With the elimination on Jan. 3 of Qassem Soleimani, the Iranian general who oversaw the Islamic Republic’s web of regional proxy armies, attention is bound to turn sooner or later to Hezbollah, the Lebanese armed group whose cloak-and-dagger operations have been detected in places as far apart as South America and Europe, the Middle East and Africa.
Entrenched deeply over the years in South America, Hezbollah is arguably the only Shiite militia belonging to the Soleimani network that has the twin advantages of ability and proximity to consider retaliating against the Trump administration for the targeted killing of the Quds Force commander with a direct attack on the US.
As recently as September, authorities in New York apprehended Alexei Saab, aka Ali Hassan Saab, an alleged Hezbollah operative who “conducted surveillance of possible target locations in order to help the foreign terrorist organization prepare for potential future attacks against the United States.”
Unlike China and Russia, the US is an avowed enemy of Hezbollah, having long designated the entire group, including its political wing, as a foreign terrorist organization.
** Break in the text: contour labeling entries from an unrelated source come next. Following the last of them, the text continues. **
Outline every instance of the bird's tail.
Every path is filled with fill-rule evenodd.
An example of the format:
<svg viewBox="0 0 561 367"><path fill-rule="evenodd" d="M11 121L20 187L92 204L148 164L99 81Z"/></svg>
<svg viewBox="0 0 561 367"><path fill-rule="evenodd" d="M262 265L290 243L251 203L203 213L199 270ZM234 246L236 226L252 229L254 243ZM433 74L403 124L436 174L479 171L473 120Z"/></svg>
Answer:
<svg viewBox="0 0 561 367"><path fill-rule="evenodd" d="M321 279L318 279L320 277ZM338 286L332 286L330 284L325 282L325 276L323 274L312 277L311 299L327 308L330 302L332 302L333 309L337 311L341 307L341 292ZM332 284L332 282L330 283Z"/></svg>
In recent months, the State Department and Washington’s intelligence community have concluded that there is enough evidence to support claims linking Hezbollah to criminal activities, including drug trafficking, in South America and Europe.
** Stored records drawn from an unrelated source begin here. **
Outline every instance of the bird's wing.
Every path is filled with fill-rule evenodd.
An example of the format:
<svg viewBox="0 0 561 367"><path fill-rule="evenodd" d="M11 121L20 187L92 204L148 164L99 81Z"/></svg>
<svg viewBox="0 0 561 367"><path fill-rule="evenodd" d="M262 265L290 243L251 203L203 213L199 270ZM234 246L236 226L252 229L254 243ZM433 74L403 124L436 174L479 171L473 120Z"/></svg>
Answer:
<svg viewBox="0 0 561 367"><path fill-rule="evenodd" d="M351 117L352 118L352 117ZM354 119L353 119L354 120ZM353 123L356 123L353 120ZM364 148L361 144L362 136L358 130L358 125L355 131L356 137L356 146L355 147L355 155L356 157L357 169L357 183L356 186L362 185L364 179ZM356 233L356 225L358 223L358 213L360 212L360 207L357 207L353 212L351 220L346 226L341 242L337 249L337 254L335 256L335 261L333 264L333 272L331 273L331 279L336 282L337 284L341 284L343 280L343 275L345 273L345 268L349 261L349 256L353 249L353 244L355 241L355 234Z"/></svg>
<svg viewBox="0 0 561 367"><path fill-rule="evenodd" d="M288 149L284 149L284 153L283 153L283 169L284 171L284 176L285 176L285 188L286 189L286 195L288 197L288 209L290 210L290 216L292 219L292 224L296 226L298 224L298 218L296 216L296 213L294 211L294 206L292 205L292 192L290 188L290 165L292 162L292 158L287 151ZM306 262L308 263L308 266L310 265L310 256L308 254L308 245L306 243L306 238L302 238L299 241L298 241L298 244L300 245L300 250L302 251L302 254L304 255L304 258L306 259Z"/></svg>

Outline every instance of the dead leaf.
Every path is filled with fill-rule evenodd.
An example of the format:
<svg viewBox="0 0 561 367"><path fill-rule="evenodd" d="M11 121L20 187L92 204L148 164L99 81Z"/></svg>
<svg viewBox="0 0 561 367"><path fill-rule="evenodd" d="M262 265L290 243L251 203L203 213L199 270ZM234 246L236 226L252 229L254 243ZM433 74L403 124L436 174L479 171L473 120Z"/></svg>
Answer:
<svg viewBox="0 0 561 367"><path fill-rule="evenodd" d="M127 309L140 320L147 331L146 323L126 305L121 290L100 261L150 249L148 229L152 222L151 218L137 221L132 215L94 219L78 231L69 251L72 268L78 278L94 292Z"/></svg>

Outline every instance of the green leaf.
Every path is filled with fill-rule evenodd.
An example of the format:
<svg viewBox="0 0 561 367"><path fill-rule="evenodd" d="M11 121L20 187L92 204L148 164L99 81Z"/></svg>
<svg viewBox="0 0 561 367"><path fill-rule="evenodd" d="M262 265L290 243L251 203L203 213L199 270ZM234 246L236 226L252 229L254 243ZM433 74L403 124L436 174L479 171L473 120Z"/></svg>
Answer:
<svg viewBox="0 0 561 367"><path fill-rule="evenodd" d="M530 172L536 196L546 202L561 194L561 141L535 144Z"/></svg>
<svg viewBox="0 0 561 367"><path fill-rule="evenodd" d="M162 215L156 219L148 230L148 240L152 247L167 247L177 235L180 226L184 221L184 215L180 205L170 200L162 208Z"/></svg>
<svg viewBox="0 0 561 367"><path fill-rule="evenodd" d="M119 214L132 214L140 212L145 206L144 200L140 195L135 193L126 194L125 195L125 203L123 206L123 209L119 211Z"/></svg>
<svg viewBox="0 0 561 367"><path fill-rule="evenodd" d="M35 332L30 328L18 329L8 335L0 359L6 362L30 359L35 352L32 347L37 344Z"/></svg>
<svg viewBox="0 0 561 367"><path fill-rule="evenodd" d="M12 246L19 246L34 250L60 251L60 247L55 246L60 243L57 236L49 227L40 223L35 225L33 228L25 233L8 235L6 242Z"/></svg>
Much has been written about Hezbollah’s presence in the “tri-border area” (TBA) along the Paraguay-Argentina-Brazil border in South America. Since the Al-Qaeda attacks of Sept. 11, 2001, Americans have warned of potential terrorist cells forming in this under-policed corner of the continent.
Hezbollah has been able to find a footing in the TBA by piggybacking on the Lebanese diaspora presence. The ancestors of South Americans of Lebanese descent began arriving in the area before 1930 and were mostly Christian.
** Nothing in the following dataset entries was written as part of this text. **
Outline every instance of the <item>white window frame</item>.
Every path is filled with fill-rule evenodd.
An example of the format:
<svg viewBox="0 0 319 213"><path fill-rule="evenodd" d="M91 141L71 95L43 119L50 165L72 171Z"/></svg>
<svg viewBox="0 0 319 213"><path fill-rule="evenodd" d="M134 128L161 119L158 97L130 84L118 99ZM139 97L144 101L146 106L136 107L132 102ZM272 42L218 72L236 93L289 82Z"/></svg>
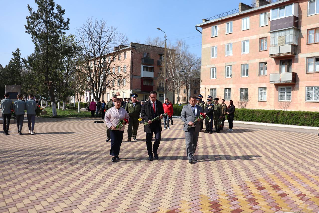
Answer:
<svg viewBox="0 0 319 213"><path fill-rule="evenodd" d="M227 45L228 45L228 49L229 54L227 55ZM232 50L231 51L230 49L231 49ZM225 44L225 56L229 56L230 55L233 55L233 43L226 43Z"/></svg>
<svg viewBox="0 0 319 213"><path fill-rule="evenodd" d="M245 52L243 51L243 48L244 46L244 43L245 44ZM248 51L247 51L247 50L248 50ZM241 42L241 54L247 54L249 53L249 40L243 41Z"/></svg>
<svg viewBox="0 0 319 213"><path fill-rule="evenodd" d="M211 79L216 79L217 71L216 67L211 68Z"/></svg>
<svg viewBox="0 0 319 213"><path fill-rule="evenodd" d="M228 76L226 75L226 74L227 73L227 67L229 67L228 70L229 71L229 74L230 75L228 75ZM232 77L232 65L230 65L229 66L225 66L225 78L229 78Z"/></svg>
<svg viewBox="0 0 319 213"><path fill-rule="evenodd" d="M262 93L262 98L260 99L260 93ZM267 101L267 87L259 87L258 88L258 101Z"/></svg>
<svg viewBox="0 0 319 213"><path fill-rule="evenodd" d="M212 47L211 48L211 58L217 57L217 46Z"/></svg>
<svg viewBox="0 0 319 213"><path fill-rule="evenodd" d="M229 25L229 32L227 32L227 24ZM227 22L226 23L226 29L225 31L226 32L226 33L225 34L229 34L230 33L233 33L233 21L229 21L229 22Z"/></svg>
<svg viewBox="0 0 319 213"><path fill-rule="evenodd" d="M245 68L245 75L242 75L242 69L244 67ZM247 70L247 69L248 70ZM241 74L242 77L248 77L249 76L249 65L248 64L244 64L241 65Z"/></svg>
<svg viewBox="0 0 319 213"><path fill-rule="evenodd" d="M264 12L259 15L259 27L267 26L268 25L268 19L267 18L267 13L268 13L268 12ZM262 22L262 20L263 20ZM265 23L265 21L266 23ZM262 22L264 22L263 24L262 24Z"/></svg>
<svg viewBox="0 0 319 213"><path fill-rule="evenodd" d="M246 22L246 28L244 28L244 22ZM250 25L250 20L249 20L249 17L246 17L246 18L243 18L241 19L241 31L243 31L243 30L247 30L249 29L250 28L249 25Z"/></svg>
<svg viewBox="0 0 319 213"><path fill-rule="evenodd" d="M285 88L285 100L280 100L280 99L279 99L280 98L280 88ZM290 100L286 100L286 93L287 93L287 92L286 91L286 89L287 88L290 88ZM285 101L289 102L289 101L291 101L291 97L292 96L292 95L293 95L292 92L292 90L291 90L291 86L290 86L290 87L278 87L278 102L285 102Z"/></svg>
<svg viewBox="0 0 319 213"><path fill-rule="evenodd" d="M314 97L315 97L315 87L318 87L318 90L319 90L319 86L313 86L313 87L306 87L306 89L305 90L305 91L306 92L306 94L305 94L305 102L319 102L319 99L318 99L318 100L314 100ZM312 88L312 91L311 91L312 92L312 100L307 100L307 91L307 91L307 89L308 88Z"/></svg>
<svg viewBox="0 0 319 213"><path fill-rule="evenodd" d="M217 36L218 33L218 27L217 25L215 25L211 27L211 37L216 37Z"/></svg>

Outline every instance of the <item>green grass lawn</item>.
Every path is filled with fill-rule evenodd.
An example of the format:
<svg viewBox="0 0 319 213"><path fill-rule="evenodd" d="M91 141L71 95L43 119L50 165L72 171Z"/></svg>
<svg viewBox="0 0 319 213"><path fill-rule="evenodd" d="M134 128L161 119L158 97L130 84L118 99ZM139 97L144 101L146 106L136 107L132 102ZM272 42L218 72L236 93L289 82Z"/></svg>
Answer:
<svg viewBox="0 0 319 213"><path fill-rule="evenodd" d="M53 117L52 116L52 109L51 107L47 107L45 110L48 112L48 114L41 115L41 117ZM66 109L64 111L62 111L62 109L57 109L56 112L57 113L58 116L55 117L74 118L91 116L91 112L87 111L81 111L80 113L78 113L78 110Z"/></svg>

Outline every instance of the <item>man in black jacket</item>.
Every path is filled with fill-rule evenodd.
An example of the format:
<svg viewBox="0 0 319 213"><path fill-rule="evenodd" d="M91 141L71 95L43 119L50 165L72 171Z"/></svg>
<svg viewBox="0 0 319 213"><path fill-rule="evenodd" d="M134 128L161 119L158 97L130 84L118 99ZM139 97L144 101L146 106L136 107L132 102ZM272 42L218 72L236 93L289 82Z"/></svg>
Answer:
<svg viewBox="0 0 319 213"><path fill-rule="evenodd" d="M144 131L146 134L146 147L148 153L148 160L153 160L153 153L156 159L159 159L157 149L160 143L161 132L162 131L162 124L161 119L163 118L164 109L163 104L160 101L156 100L157 93L155 91L150 92L149 99L145 101L141 110L141 116L145 122L148 124L144 126ZM151 120L159 116L160 119L152 122ZM152 137L153 133L155 134L155 139L153 145L152 152Z"/></svg>

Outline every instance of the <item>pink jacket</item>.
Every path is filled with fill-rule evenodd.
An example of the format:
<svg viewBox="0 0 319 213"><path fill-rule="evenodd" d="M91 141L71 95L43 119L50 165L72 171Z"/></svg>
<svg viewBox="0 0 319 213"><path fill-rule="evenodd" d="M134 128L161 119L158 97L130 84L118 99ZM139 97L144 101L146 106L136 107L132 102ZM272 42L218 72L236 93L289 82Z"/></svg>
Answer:
<svg viewBox="0 0 319 213"><path fill-rule="evenodd" d="M96 103L95 101L92 101L90 104L90 110L95 111L96 109Z"/></svg>
<svg viewBox="0 0 319 213"><path fill-rule="evenodd" d="M130 116L126 110L122 107L117 109L115 106L113 106L107 111L104 120L106 123L106 126L110 130L111 127L112 126L115 126L119 124L120 120L123 120L125 118L128 120L130 119ZM124 131L124 129L125 125L121 129L115 130Z"/></svg>

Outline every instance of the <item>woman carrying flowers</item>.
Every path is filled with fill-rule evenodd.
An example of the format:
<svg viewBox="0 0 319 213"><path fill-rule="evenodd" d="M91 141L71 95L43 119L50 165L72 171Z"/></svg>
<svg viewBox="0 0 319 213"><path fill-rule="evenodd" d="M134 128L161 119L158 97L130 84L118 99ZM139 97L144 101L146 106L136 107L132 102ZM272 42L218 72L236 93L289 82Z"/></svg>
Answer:
<svg viewBox="0 0 319 213"><path fill-rule="evenodd" d="M120 160L120 148L123 140L123 133L125 125L128 122L130 116L127 112L121 107L121 100L117 98L114 100L115 105L106 112L104 120L111 134L111 150L110 155L113 157L111 161Z"/></svg>

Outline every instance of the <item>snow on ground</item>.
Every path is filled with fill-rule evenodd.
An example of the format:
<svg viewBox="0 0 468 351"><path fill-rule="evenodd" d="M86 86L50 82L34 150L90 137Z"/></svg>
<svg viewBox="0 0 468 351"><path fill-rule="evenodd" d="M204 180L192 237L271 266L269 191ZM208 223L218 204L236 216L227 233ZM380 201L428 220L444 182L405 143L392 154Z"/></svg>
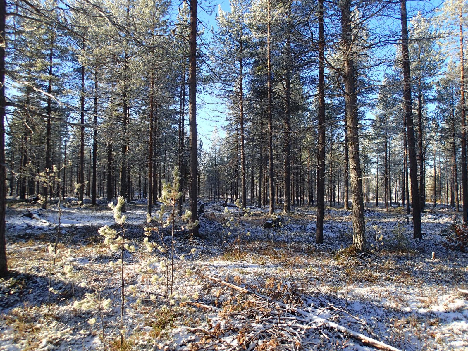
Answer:
<svg viewBox="0 0 468 351"><path fill-rule="evenodd" d="M97 232L119 227L103 199L81 207L74 200L59 211L10 201L0 350L119 349L120 252ZM267 209L252 207L241 217L239 247L237 208L206 204L199 237L176 221L171 292L170 261L157 247L170 248L170 228L149 237L148 252L146 206L136 201L125 214L137 248L124 254L126 350L373 349L312 316L401 350L468 350L468 301L458 290L468 287L468 254L446 245L460 220L452 209L430 207L424 240L414 241L404 210L370 207L370 250L359 254L350 249L350 211L327 209L318 245L314 208L295 207L283 227L264 228ZM231 217L232 228L223 227Z"/></svg>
The fact that today, more than 5 million Lebanese migrants and their descendants live in just two countries (Brazil and Argentina) has proved a distinct advantage for Hezbollah, which tries to cultivate intelligence assets from across the religious spectrum.
Hezbollah has developed local contacts to facilitate as well as conceal its drug-trafficking, money-laundering and terrorist-financing operations. Since 2009, a number of Lebanese nationals have been sanctioned by the US Treasury for their connection to organized crime, involving drug trafficking and money laundering in particular.